With the crypto market feeling the pressure due to aggressive Federal Reserve projections and ongoing geopolitical issues, a market rally could still be on the cards for the latter half of the year, provided interest rates are cut and geopolitical risks diminish.

On the regulatory front, the Senate’s approval of the GENIUS Act signals the first significant cryptocurrency legislation to pass through the chamber, establishing federal rules for stablecoins linked to the U.S. dollar. This Act, backed by former President Trump’s administration, is designed to strengthen the U.S. dollar’s position by requiring stablecoins to be fully supported by dollars or other highly liquid assets, necessitating annual audits for issuers with market caps over $50 billion, and setting up guidelines for foreign issuance.

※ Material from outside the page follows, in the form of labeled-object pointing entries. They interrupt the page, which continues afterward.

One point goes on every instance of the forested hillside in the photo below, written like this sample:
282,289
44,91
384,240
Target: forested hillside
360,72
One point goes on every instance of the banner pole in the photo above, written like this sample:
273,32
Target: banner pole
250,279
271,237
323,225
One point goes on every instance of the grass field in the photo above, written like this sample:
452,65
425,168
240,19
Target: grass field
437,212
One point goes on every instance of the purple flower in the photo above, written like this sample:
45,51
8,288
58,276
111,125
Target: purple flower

Non-financial tech companies like Meta and Amazon would be barred from issuing stablecoins unless they meet stringent risk and privacy standards. Stablecoin holders would be granted “super-priority” in bankruptcy cases, thus being the first to recover funds if an issuer were to collapse. The legislation now moves to the House for further deliberation.

K33 Research’s Vetle Lunde suggests that newly approved spot altcoin ETFs could present a compelling long Solana/short Litecoin opportunity, known as the “Grayscale effect”.

In other news, Iranian crypto exchange Nobitex was apparently compromised by a pro-Israel hacker group, leading to over $80 million in suspicious outflows. Meanwhile, Polygon’s co-founder has launched an independent zero-knowledge project called ZisK.

Lastly, the increasing use of cryptocurrencies in modern divorce cases is leading to a rise in disputes, with sudden tech interest and unexplained cash withdrawals being possible red flags of hidden assets, according to Christopher R. Castellano, a principal at Joseph, Greenwald & Laake.